Spaces:
Running
EuroLLM 22B conversion on a Mac Studio M2 Max 32Gb
Hi,
I have an issue with a local conversion of the EuroLLM 22B model. I can use the Q6-version from the community with no issues. Now I would like to test a mixed 4-6 quantization with a group size of 128. When I try to convert the model using:
mlx_lm.convert \
--hf-path mlx-community/EuroLLM-22B-Instruct-2512-mlx-bf16 \
--mlx-path models/EuroLLM-22b-mixed-4-6 \
-q \
--quant-predicate mixed_4_6
and these models:
- mlx-community/EuroLLM-22B-Instruct-2512-mlx-bf16 or
- utter-project/EuroLLM-22B-Instruct-2512
I get this error:
libc++abi: terminating due to uncaught exception of type std::runtime_error: [METAL] Command buffer execution failed: Caused GPU Timeout Error (00000002:kIOGPUCommandBufferCallbackErrorTimeout)
I increased the time out with:
sudo sysctl debug.lowpri_throttle_enabled=0
export METAL_DEVICE_TIMEOUT=7200
Is my Mac Studio just not suitable for the job? Or is it a certain setting I need to change? I have successfully converted Codestral 22B before on my Mac.

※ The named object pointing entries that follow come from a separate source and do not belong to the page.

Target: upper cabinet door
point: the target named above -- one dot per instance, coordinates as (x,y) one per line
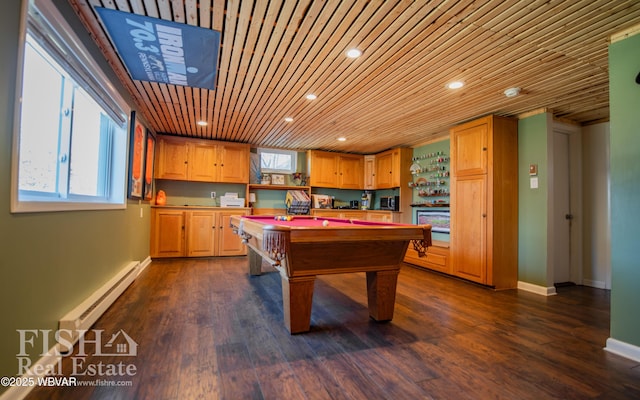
(470,148)
(351,172)
(202,158)
(384,170)
(171,160)
(370,172)
(323,169)
(233,163)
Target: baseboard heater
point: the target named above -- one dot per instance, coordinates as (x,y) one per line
(87,313)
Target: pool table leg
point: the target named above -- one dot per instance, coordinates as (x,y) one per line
(297,297)
(381,294)
(255,262)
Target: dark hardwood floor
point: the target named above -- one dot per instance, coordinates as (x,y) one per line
(207,330)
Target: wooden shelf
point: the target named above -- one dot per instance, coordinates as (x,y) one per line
(257,186)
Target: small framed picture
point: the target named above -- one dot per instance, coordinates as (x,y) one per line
(277,179)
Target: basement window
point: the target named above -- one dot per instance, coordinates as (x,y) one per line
(278,161)
(70,131)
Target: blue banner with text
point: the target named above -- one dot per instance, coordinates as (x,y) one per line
(157,50)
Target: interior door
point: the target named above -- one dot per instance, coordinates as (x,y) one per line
(561,209)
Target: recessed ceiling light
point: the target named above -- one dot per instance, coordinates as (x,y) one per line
(354,53)
(512,92)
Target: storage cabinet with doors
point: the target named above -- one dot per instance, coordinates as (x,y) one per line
(393,168)
(393,171)
(369,172)
(484,201)
(335,170)
(202,160)
(194,232)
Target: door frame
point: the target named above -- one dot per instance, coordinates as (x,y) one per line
(575,195)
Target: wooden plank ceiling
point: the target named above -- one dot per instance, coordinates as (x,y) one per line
(274,52)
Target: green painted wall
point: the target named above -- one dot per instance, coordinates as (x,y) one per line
(532,203)
(624,65)
(51,261)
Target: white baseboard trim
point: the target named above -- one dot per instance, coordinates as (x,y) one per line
(38,370)
(143,265)
(623,349)
(595,284)
(541,290)
(52,359)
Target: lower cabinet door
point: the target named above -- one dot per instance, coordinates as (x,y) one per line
(229,244)
(201,235)
(167,233)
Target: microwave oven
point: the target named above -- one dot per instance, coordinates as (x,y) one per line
(390,203)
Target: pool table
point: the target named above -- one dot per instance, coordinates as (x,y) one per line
(307,246)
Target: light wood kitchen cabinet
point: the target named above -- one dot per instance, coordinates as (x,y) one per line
(202,160)
(350,171)
(484,201)
(200,232)
(392,168)
(167,233)
(369,172)
(382,216)
(366,215)
(335,170)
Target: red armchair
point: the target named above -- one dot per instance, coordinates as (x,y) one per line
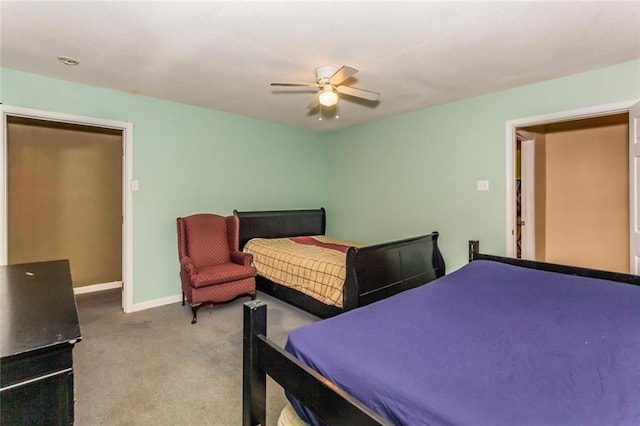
(212,269)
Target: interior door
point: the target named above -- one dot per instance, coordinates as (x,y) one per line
(634,187)
(528,196)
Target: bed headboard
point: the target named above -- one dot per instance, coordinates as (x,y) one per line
(474,254)
(280,224)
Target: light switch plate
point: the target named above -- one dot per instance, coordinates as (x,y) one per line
(483,185)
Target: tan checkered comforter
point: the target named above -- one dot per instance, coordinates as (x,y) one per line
(315,271)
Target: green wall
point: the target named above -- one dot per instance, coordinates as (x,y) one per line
(187,160)
(417,172)
(389,179)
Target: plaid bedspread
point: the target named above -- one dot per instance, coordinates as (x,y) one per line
(318,271)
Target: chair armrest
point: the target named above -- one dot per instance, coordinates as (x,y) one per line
(241,258)
(187,264)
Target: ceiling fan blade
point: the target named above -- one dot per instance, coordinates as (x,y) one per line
(343,73)
(315,102)
(358,93)
(296,84)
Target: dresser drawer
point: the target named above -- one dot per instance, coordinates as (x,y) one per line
(34,364)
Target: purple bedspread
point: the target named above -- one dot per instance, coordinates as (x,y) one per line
(489,344)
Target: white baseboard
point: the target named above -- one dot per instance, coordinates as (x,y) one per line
(97,287)
(157,302)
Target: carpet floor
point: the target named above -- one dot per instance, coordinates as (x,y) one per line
(153,367)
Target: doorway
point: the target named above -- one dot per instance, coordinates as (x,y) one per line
(581,181)
(569,226)
(15,249)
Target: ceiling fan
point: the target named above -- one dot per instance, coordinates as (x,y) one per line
(329,81)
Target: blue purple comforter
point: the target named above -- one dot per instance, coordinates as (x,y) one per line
(489,344)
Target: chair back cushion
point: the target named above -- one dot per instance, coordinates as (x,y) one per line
(206,240)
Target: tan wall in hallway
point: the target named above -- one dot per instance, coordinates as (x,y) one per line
(541,195)
(65,198)
(587,220)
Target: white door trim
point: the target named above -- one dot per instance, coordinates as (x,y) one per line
(127,171)
(528,198)
(510,151)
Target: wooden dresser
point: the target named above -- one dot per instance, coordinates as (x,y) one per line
(38,329)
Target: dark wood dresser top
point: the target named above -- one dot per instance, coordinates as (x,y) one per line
(37,307)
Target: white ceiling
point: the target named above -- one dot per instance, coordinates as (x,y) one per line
(223,55)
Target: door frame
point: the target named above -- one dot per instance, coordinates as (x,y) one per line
(127,175)
(510,151)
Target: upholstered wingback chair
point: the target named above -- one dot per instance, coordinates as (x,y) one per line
(212,269)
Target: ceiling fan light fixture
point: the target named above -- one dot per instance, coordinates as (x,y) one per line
(328,97)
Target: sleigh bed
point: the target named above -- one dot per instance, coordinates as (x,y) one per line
(499,341)
(358,275)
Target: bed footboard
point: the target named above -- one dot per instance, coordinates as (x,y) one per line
(382,270)
(474,254)
(261,357)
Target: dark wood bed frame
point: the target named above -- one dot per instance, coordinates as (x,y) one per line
(262,357)
(373,272)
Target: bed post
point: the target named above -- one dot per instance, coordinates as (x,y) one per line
(254,380)
(474,249)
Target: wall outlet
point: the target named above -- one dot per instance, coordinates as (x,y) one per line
(483,185)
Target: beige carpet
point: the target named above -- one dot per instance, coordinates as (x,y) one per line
(154,368)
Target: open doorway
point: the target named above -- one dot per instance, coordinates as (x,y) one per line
(64,198)
(125,228)
(579,211)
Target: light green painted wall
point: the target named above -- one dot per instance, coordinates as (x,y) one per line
(188,160)
(417,172)
(385,180)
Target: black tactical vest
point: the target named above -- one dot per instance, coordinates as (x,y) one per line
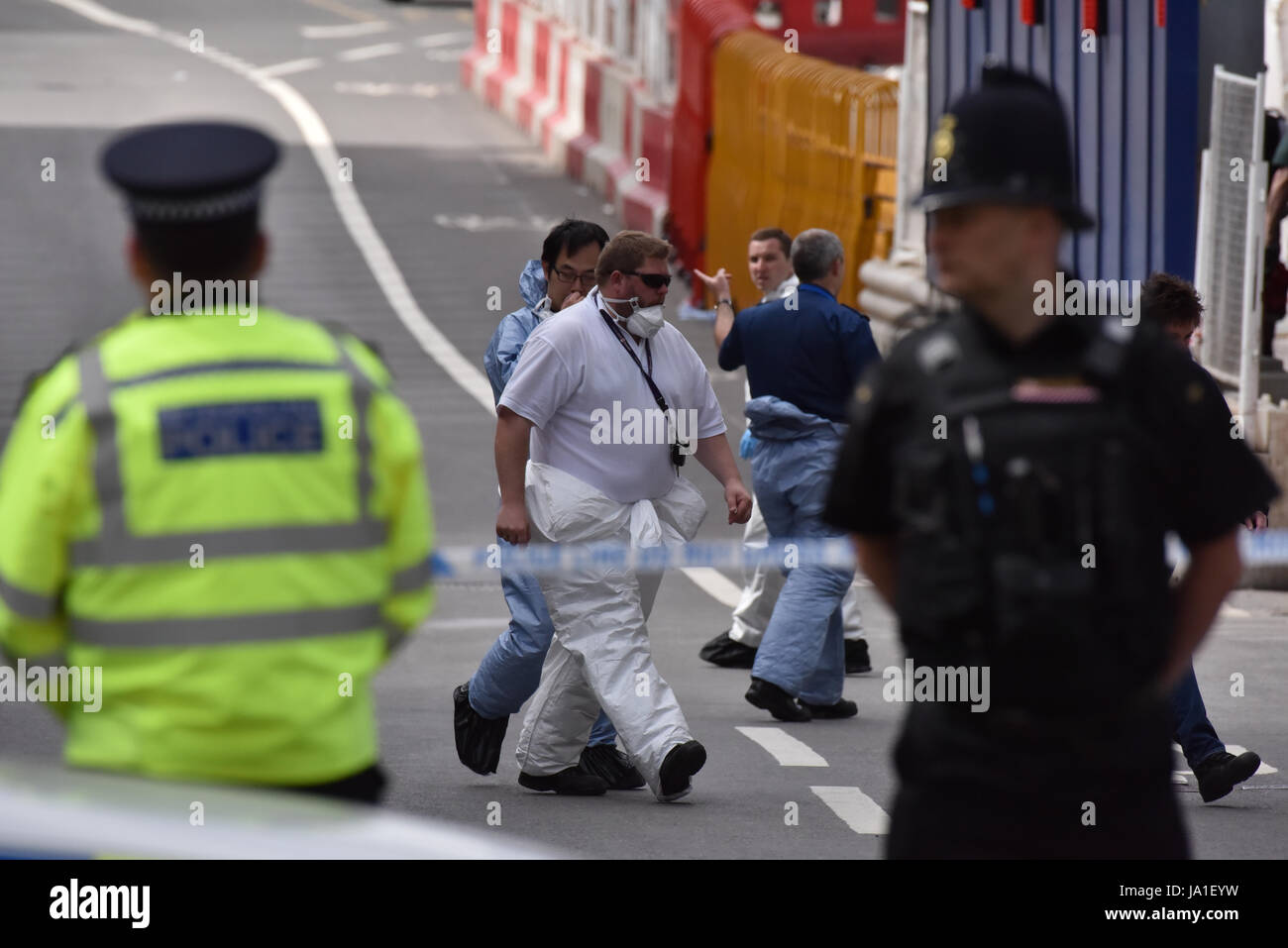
(1028,536)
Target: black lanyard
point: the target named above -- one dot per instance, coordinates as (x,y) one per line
(648,353)
(677,447)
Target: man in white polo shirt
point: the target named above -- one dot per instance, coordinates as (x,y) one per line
(612,398)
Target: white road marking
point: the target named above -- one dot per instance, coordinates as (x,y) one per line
(352,211)
(859,811)
(445,39)
(359,53)
(715,584)
(288,67)
(478,223)
(344,31)
(785,749)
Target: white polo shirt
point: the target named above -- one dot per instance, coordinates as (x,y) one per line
(593,414)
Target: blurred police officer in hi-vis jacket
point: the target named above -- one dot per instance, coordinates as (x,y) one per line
(222,506)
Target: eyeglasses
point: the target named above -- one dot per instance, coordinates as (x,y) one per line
(653,281)
(587,278)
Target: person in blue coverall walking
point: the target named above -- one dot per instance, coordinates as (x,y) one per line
(804,357)
(511,669)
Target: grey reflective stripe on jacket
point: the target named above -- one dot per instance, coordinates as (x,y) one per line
(116,546)
(27,604)
(220,630)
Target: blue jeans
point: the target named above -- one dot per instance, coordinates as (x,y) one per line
(1194,732)
(804,647)
(510,672)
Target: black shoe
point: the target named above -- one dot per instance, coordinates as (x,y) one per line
(571,782)
(478,738)
(1219,773)
(841,708)
(609,766)
(728,653)
(857,657)
(682,763)
(776,700)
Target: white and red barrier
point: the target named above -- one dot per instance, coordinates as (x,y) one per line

Currently I am using MLX-LM 0.30.1.
Ok, found the reason for this.... Bit stupid. I had the huffingface cache on a external disk. Thought that Thunderbolt with a SSD disk would be no problem. It is not for most model, but it ended up being a big issue with EuroLLM 22B. So GPU timeout was caused by tot much latency from my Mac M2 Thunderbolt Connection.